This module sets up an error handling and notification system for AWS Step Functions using EventBridge Pipes, SQS DLQ, CloudWatch Alarms, and SNS Topics.
graph TD
SF[Step Function] -->|Execution Error| EP[EventBridge Pipe]
EP -->|Routes Errors| DLQ[Dead Letter Queue<br/>SQS]
DLQ -->|Reprocess| SF
DLQ -->|Rate Alarm| CWR[CloudWatch Alarm<br/>Rate-based]
DLQ -->|Volume Alarm| CWV[CloudWatch Alarm<br/>Volume-based]
CWR -->|Notifications| SNS1[Rate Alert<br/>SNS Topic]
CWV -->|Notifications| SNS2[Volume Alert<br/>SNS Topic]

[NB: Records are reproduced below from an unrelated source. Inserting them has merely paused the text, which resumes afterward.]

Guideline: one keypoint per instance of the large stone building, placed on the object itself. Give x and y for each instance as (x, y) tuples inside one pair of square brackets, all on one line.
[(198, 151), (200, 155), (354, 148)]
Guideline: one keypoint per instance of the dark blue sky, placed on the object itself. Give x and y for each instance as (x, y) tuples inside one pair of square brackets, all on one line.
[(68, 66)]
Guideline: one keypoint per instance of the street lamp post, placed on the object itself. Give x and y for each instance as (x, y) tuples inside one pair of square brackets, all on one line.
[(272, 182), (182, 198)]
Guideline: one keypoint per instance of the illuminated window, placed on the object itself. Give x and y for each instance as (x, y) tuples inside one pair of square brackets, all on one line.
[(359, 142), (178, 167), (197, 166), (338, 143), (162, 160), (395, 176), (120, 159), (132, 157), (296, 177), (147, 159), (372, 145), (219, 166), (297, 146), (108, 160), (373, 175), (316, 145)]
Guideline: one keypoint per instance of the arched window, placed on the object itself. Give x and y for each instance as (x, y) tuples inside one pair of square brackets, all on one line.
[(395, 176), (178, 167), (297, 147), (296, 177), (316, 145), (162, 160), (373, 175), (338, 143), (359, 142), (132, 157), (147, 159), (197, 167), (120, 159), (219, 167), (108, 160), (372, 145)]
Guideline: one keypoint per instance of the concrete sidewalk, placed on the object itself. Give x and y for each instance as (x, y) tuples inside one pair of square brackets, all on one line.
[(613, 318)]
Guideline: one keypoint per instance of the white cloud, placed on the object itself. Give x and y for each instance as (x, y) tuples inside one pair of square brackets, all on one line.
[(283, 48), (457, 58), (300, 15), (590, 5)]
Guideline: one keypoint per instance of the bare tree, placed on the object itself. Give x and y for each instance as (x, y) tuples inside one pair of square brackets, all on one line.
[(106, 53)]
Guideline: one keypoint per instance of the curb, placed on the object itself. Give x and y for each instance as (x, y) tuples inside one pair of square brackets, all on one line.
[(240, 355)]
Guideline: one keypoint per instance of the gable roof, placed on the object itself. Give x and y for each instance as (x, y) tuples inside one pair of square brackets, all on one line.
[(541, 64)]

- Step Function: The state machine being monitored for errors
- EventBridge Pipe: Captures and routes Step Function execution errors to DLQ
- SQS Dead Letter Queue:
- Stores failed execution details
- Used to retry failed Step Function executions
- Monitored by CloudWatch Alarms
- CloudWatch Alarms:
- Rate-based: Monitors error frequency
- Volume-based: Monitors total error count
- SNS Topics:
- Rate alerts: Notifications for error rate thresholds
- Volume alerts: Notifications for error count thresholds
module "example_context" {
source = "registry.terraform.io/SevenPico/context/null"
version = "2.0.0"
context = module.context.self
attributes = ["example", "sfn"]
}
module "step_function_error_notification" {
source = "../../"
context = module.example_context.self
state_machine_arn = aws_sfn_state_machine.example.arn
eventbridge_pipe_name = "error-handler-pipe"
sqs_queue_name = "error-dlq"
}
This project is licensed under the MIT License.